What dividends have meant for the stock market
Even when you look broadly at the stock market as a whole, dividends have been a key component of long-term success for investors. For instance, the SPDR S&P 500 ETF (SPY -0.12%) has been in existence for about a quarter century, and over that time, the market has gone through the bull market boom of the 1990s, the tech bust of 2000 to 2002, the housing boom in the mid-2000s, the financial crisis in 2008 and 2009, and the subsequent expansion that we've experienced over the past eight years.
In that time, the SPDR ETF has seen its price more than quintuple, following the rise in the S&P 500 Index (^GSPC -0.12%), which the ETF tracks. But if you had invested in the ETF at its formation and taken the dividends and reinvested them into more fund shares, then your total returns would have been more than 300 percentage points higher, as the following chart shows.
Without dividends, the S&P 500's return would have been far less. By contrast, if you had a long time horizon and bought and held shares of the ETF, putting dividend payments toward buying additional shares, then you would have reaped the full benefit of the market's strength.
How reinvesting dividends can turn good to great
The impact is even more evident when you look at some of the most successful individual stocks in the market. For instance, Coca-Cola (KO -0.65%) has a long track record of not only paying dividends but increasing them over time, with consistent annual dividend increases that go back for decades. Over the past 45 years, Coca-Cola's stock price has jumped almost 3,200%. But with dividends, the cumulative total return more than doubles, climbing above the 6,400% mark.

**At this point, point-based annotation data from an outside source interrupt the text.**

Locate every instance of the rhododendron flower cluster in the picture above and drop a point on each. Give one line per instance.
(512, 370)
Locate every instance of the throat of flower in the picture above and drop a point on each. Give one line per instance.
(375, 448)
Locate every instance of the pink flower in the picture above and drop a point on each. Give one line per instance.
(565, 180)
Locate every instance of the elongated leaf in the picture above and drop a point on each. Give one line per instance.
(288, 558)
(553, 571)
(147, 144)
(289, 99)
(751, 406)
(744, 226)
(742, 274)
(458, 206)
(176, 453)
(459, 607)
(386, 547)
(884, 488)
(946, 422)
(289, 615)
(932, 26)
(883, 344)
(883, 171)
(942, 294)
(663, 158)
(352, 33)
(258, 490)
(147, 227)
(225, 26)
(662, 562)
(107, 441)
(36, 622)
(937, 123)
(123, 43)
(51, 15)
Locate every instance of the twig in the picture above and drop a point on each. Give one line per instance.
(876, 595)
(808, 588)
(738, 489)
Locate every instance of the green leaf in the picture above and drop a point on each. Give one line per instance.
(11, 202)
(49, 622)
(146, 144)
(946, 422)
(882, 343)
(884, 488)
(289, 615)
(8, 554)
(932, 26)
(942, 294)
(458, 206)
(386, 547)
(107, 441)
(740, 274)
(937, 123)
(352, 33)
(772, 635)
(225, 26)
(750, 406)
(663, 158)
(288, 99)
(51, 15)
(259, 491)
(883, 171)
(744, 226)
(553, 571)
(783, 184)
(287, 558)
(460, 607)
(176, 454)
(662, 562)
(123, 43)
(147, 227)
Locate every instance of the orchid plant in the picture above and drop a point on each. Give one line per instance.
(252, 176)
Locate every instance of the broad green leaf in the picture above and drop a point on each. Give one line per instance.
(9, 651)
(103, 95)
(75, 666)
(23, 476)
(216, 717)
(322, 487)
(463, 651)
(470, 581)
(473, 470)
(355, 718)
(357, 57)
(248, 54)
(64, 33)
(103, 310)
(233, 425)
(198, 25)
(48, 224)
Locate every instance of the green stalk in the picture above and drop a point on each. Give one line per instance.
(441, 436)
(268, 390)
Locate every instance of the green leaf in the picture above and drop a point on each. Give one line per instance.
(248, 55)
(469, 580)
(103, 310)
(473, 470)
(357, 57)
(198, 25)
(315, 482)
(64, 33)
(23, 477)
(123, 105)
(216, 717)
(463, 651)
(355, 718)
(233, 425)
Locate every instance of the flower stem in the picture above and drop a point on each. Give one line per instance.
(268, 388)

Many strong dividend payers have charts that closely resemble this one. What it proves is that even if you don't need the cash that dividends generate because you have a long time horizon, a dividend stock can still provide extremely good long-term returns in which quarterly payouts make up an essential part.
Be smart about dividend stocks
Most investors think of dividends as being primarily for income investors, and growth investors might see dividends as simply a drag on performance because of their tax implications. However, the companies that are best able to sustain and grow their dividends over time are the ones that find consistent growth opportunities and take full advantage of them. Even if you don't need current income, finding high-quality dividend stocks and reinvesting dividend payments into additional shares can be a ticket to long-term riches for your investment portfolio.